The herd of wild horses in the Saylor Creek Herd Management Area will be sterilized either chemically or physically and kept to between 50 and 200 horses, said Whitlach, the plan's project manager. Officials said that process is likely years away, though, as details are worked out.
The herd will be replenished with wild horses from Idaho and sometimes other states, she said. Wild horses are sometimes rounded up and offered for adoption when their numbers exceed the amount of food available to support them.
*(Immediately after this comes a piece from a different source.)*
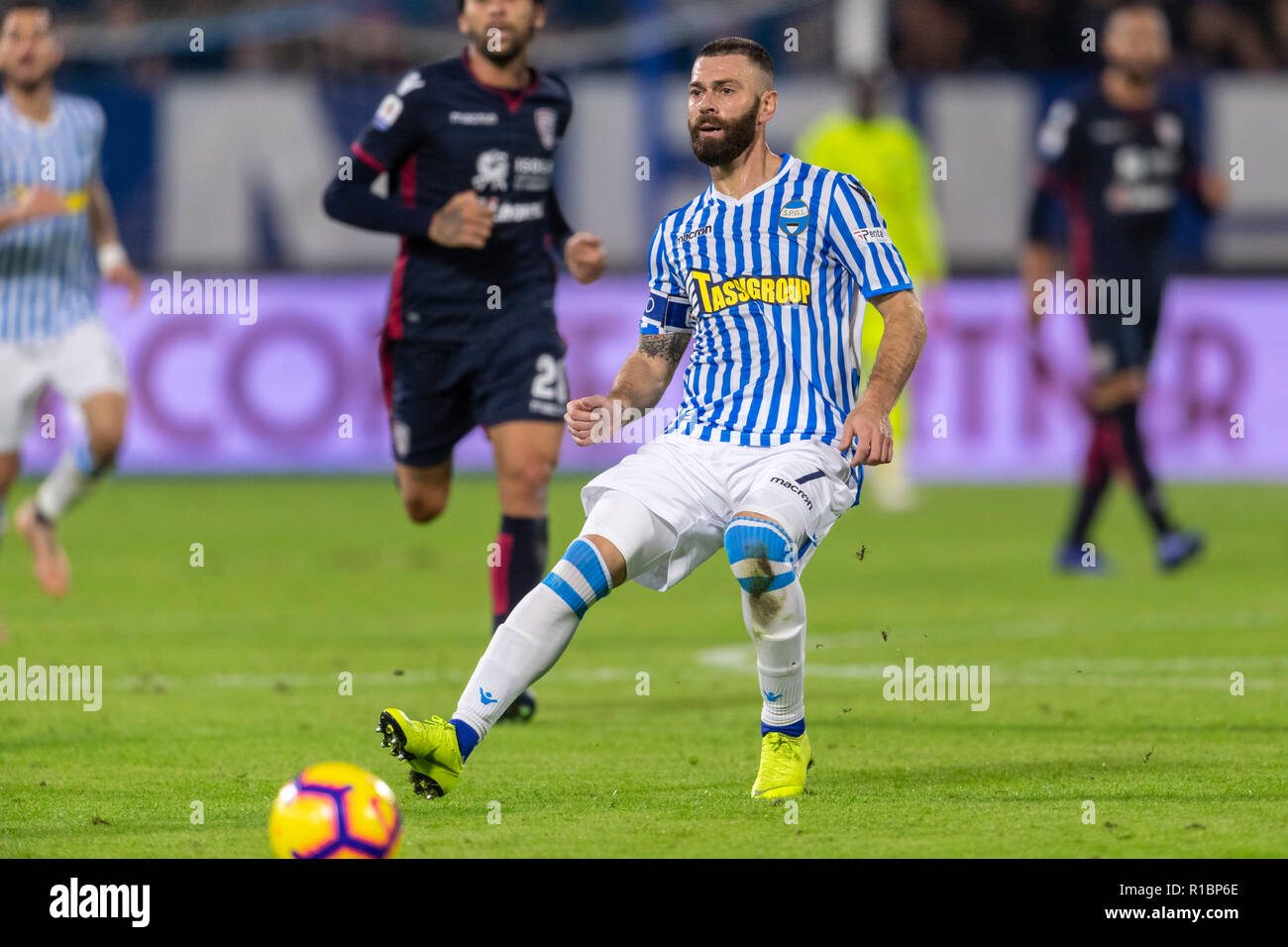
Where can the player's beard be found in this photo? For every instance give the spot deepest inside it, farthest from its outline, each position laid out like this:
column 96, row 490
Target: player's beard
column 519, row 40
column 738, row 136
But not all the horses get adopted.
Currently, the Bureau of Land Management has about 47,000 wild horses and burros that are being held and fed in corrals and pastures.
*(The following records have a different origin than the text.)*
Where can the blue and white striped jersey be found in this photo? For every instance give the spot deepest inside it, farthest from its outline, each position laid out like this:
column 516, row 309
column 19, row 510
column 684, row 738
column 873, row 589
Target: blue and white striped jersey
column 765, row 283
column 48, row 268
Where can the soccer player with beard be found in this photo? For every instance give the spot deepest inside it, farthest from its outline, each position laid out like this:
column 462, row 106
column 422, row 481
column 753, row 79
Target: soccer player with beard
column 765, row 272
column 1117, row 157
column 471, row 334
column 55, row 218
The 72-page Range Management Plan, or RMP, guides management of everything from wild horses to cattle grazing to recreation to sage-grouse habitat restoration on the 2,200-square-mile Jarbidge Field Office that contains desert canyons and remote rangelands.
"One thing that's very different about this RMP is that we will be moving this herd from a producing herd to a nonproducing herd," Whitlach said.
Anne Novak, executive director of the wild-horse advocate group Protect Mustangs, said the federal agency is making a mistake.
"These are not feral cats," she said. "These are wild horses that have a very dynamic social structure. They have a whole herd dynamic that's going to be completely ruined by sterilizing them."
Heather Tiel-Nelson of the Bureau of Land Management said one of the options in the management plan was removing wild horses from the area altogether because they have no natural water supply. But she said the agency ultimately decided to have a non-reproducing herd.
The herd twice since 2006 has been rounded up and held in the agency's Boise Wild Horse Corrals after wildfires destroyed rangeland forage, she said.
"These horses do tend to be fairly familiar with people," she said. "They tend to roam in areas that are fairly accessible for people to go out and see them."